However, some Authors have highlighted that a larger audit committee is
required to better perform its role, as it requires more discussions and
assures more skills, backgrounds and competences (Garcia-Sanchez et al.,
2012; Alkdai and Hanefak, 2012; Raghunandan and Rama, 2007). Despite
these considerations, a smaller audit committee can enhance directors’ sense
of participation, can make the group of directors more cohesive and able to
reach consensus (Lipton and Lorsch, 1992; Dalton et al., 1999). This
cohesiveness can increase audit committee vigilance over the board
decisions and curtail potential managerial opportunism (Yermack, 1996).

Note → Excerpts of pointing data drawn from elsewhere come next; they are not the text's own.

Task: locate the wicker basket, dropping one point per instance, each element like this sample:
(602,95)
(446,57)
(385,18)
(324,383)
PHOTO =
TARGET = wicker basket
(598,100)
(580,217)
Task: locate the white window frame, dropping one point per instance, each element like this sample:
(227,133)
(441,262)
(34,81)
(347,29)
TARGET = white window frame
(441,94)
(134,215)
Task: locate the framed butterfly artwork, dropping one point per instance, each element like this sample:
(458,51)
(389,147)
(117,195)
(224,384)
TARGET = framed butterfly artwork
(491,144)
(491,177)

The second important aspect we decide to focus on is audit committee
membership. Prior researches have principally investigated committee
membership in terms of type, gender and occupation of directors (Kesner,
1988; Klein, 1995; Spira and Bender, 2004). In particular these Authors find
that the presence of outside directors in committees facilitates the strategic
and monitoring role of the board, because they can provide their experience,
external associations and knowledge, and can be more objective. According
to Najjar (2011) outside directors in the audit committee can be considered
as a key monitoring tool since these directors improve the monitoring
resources for financial reporting (Beasley, 1996; Dechow et al., 1996;
Sharma et al., 2009; Romano and Guerrini, 2012). Similarly, Klein (2002)
argues that the greater the number of non-executive directors, the higher the
chances of having more audit committee independence, and hypothesizes a
positive relationship between non-executive directors and audit composition.

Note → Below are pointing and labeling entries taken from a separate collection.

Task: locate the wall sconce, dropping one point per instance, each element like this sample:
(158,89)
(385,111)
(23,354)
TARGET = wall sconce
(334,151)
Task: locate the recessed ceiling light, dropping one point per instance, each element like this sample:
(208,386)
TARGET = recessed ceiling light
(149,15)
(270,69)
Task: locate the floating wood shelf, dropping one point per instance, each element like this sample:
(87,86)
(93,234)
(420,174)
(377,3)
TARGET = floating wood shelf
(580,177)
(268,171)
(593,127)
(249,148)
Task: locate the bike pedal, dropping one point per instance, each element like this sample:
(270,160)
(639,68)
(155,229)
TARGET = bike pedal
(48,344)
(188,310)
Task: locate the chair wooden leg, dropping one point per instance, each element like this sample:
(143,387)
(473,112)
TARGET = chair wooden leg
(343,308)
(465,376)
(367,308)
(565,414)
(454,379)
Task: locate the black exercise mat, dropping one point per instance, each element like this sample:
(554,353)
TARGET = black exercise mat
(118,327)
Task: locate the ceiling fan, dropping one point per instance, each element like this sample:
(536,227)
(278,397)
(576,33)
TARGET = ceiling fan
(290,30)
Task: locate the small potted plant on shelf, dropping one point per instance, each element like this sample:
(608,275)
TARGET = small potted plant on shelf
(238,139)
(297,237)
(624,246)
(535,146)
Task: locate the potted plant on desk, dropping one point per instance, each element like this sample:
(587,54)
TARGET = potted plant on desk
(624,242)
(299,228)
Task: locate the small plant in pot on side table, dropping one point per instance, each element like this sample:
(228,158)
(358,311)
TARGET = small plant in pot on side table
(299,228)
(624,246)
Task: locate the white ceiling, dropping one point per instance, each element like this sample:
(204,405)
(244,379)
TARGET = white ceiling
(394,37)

Deli and Gillan (2000) and Menon and Williams (1994) follow the same
argument. Raghunandan and Rama (2007) argue that non-executive directors
are important in reflecting efficient corporate governance. Also many
Corporate Governance Codes suggest that audit committee should be
composed by non executive directors, for most independent, in order to
ensure the independence of the audit committee. The rationale behind this is
that outside directors are more likely to defend the interests of outside
shareholders (Belkhir, 2009).
The population of this study is made of all banks that are quoted on the
Nigerian Stock Exchange (NSE).
Due to the requirements of the empirical models, filtering procedures have
been adopted to eliminate some of the banks that were considered unsuitable
for the study. A non- probability method in the form of judgmental sampling
technique was employed in selecting banks into the sample. In nutshell, the
sample size is based on the following criteria;
I. Banks with missing values for the variable used were excluded.

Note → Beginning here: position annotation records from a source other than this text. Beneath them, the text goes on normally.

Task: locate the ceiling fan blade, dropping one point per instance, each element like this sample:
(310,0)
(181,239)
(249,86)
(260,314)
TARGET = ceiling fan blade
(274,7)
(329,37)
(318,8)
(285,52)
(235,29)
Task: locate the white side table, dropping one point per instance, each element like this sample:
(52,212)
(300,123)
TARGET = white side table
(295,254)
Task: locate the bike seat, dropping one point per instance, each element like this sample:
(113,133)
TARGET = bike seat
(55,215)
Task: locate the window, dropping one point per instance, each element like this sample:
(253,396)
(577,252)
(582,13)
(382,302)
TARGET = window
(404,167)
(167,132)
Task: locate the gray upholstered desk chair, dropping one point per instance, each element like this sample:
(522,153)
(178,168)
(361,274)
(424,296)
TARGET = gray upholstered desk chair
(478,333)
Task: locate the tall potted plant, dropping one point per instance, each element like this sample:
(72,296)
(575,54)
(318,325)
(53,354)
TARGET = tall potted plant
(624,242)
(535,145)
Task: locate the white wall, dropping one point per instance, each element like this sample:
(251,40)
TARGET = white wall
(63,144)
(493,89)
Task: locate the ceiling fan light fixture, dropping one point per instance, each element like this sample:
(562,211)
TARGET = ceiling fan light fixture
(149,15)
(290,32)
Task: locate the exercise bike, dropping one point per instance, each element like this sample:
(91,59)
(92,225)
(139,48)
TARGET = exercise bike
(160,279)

II. The bank was not involved in any merger during the study period.
III. For the empirical part of this study, the data is limited to bank that is
in existence throughout the period of the study.
After applying the above criteria, five banks were selected. Below is the list
of the banks.
I. Access Bank Plc.
II. Eco Bank Nigeria Plc.
III. First Bank Nigeria Plc.
IV. Guarantee Trust Bank Plc.
V. Union bank of Nigeria Plc.
3.4 Sources and Methods of Data Collection
This study will utilise only the secondary source of data. This is because the
estimation of the models in the study requires the use of cross sectional/time
series data in the form of financial information which are available through
the financial statements of the sample banks. Also, Aitken and Harrison
(1990) and Feinberg and Majumdar (2001) have defended the use of
secondary data in advanced research work provided the available data are
accurate, relevant and timely. The data were sourced from the annual reports
and accounts of the sampled companies for all the relevant years covered by
the study. The study will cover a period of nine (9) years from 2004-2012.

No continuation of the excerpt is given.